Actualizado el lunes, 22 diciembre, 2025

Mantener una alimentación saludable después de los 60 no solo es posible, sino fundamental para vivir con energía, prevenir enfermedades y disfrutar de una buena calidad de vida.

Mejorar tu bienestar comienza por lo que comés todos los días

Con el paso de los años, nuestro cuerpo va cambiando: el metabolismo se vuelve más lento, perdemos masa muscular, la digestión puede hacerse más difícil y las necesidades nutricionales también se modifican.

En esta nota te compartimos recomendaciones simples y efectivas para lograr una alimentación equilibrada, con alimentos accesibles, sin dietas estrictas y con el foco puesto en el bienestar cotidiano.

Cuáles son los requerimientos alimenticios a partir de los 60 años

A partir de esta edad el cuerpo requiere:

  1. Menos calorías (porque se gasta menos energía)
  2. Más nutrientes esenciales (para mantener órganos, huesos y músculos)
  3. Alimentos de fácil digestión
  4. Hidratación constante, aunque no se sienta sed

No se trata de comer menos, sino de comer mejor.

Analicemos más en detalle cada uno de estos requerimientos:

1. Menos calorías (porque se gasta menos energía)

A medida que envejecemos, el metabolismo basal disminuye, lo que significa que el cuerpo necesita menos energía para funcionar. Además, muchas personas reducen su nivel de actividad física con la edad, lo que contribuye a un menor gasto calórico total.

  • Comer la misma cantidad que en etapas anteriores puede llevar a un aumento de peso no deseado.
  • El cuerpo sigue necesitando nutrientes, pero con menos «espacio calórico», por eso hay que elegir alimentos ricos en nutrientes y bajos en calorías vacías.
  • Evitar comidas con exceso de grasas, azúcares añadidos y harinas refinadas ayuda a prevenir enfermedades como la diabetes tipo 2, hipertensión o dislipemias.

💡 Consejo: priorizar alimentos frescos, cocidos en casa, con baja densidad calórica pero alta densidad nutricional (como frutas, verduras, legumbres y proteínas magras).

2. Más nutrientes esenciales (para mantener órganos, huesos y músculos)
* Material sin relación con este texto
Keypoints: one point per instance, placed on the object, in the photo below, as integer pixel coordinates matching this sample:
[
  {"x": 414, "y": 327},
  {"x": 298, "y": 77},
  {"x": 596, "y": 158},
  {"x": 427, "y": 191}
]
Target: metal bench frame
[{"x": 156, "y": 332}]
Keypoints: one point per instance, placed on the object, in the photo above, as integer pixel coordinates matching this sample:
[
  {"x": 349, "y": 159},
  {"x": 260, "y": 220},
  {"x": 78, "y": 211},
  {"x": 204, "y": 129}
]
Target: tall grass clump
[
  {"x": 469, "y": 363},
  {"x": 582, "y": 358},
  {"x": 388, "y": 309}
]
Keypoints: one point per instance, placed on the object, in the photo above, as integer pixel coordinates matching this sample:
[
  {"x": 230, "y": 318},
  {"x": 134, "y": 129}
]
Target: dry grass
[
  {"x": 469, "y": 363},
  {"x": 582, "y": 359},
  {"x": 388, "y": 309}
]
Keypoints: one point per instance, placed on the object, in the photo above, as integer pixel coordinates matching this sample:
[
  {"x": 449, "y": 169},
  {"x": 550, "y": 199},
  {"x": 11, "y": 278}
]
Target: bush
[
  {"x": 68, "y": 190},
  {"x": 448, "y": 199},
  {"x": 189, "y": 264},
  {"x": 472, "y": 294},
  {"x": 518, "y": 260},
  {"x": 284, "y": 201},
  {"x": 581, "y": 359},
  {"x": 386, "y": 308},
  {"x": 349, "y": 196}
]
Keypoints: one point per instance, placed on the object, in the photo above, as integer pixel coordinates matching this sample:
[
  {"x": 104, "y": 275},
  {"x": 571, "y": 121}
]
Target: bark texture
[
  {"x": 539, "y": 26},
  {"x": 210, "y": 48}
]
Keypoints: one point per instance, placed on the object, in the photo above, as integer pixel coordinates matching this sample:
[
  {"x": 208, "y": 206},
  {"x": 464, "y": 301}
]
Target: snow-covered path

Aunque se necesiten menos calorías, las necesidades de ciertos nutrientes aumentan. El cuerpo mayor procesa menos eficientemente algunos nutrientes, y requiere más de otros para mantener funciones vitales.

Nutrientes clave:

  • Calcio y vitamina D: para prevenir la pérdida de masa ósea (osteopenia/osteoporosis).
  • Proteínas: para conservar la masa muscular y fortalecer el sistema inmune.
  • Vitaminas del grupo B (B12, B6, ácido fólico): fundamentales para la memoria y el funcionamiento neurológico.
  • Potasio y magnesio: ayudan a regular la presión arterial y la función muscular.
  • Fibra: mejora la digestión, previene el estreñimiento y ayuda a controlar el colesterol.

💡 Consejo: incorporar una gran variedad de alimentos naturales, incluir legumbres, cereales integrales, vegetales verdes, frutas de estación, frutos secos y pescados.

3. Alimentos de fácil digestión

Con el paso del tiempo, la digestión puede volverse más lenta. El estómago produce menos ácido, y los intestinos pueden moverse más despacio, lo que aumenta la sensibilidad a algunos alimentos y favorece molestias digestivas.

Para facilitar la digestión:

  • Evitar comidas pesadas o muy condimentadas.
  • Preferir preparaciones al horno, vapor, hervidas o a la plancha.
  • Reducir el consumo de frituras y grasas saturadas.
  • Masticar bien los alimentos y comer despacio.
  • Aumentar la fibra gradualmente y siempre acompañada con agua.

💡 Consejo: si hay molestias frecuentes, consultar a un profesional de salud o nutrición para adaptar la alimentación según necesidades específicas.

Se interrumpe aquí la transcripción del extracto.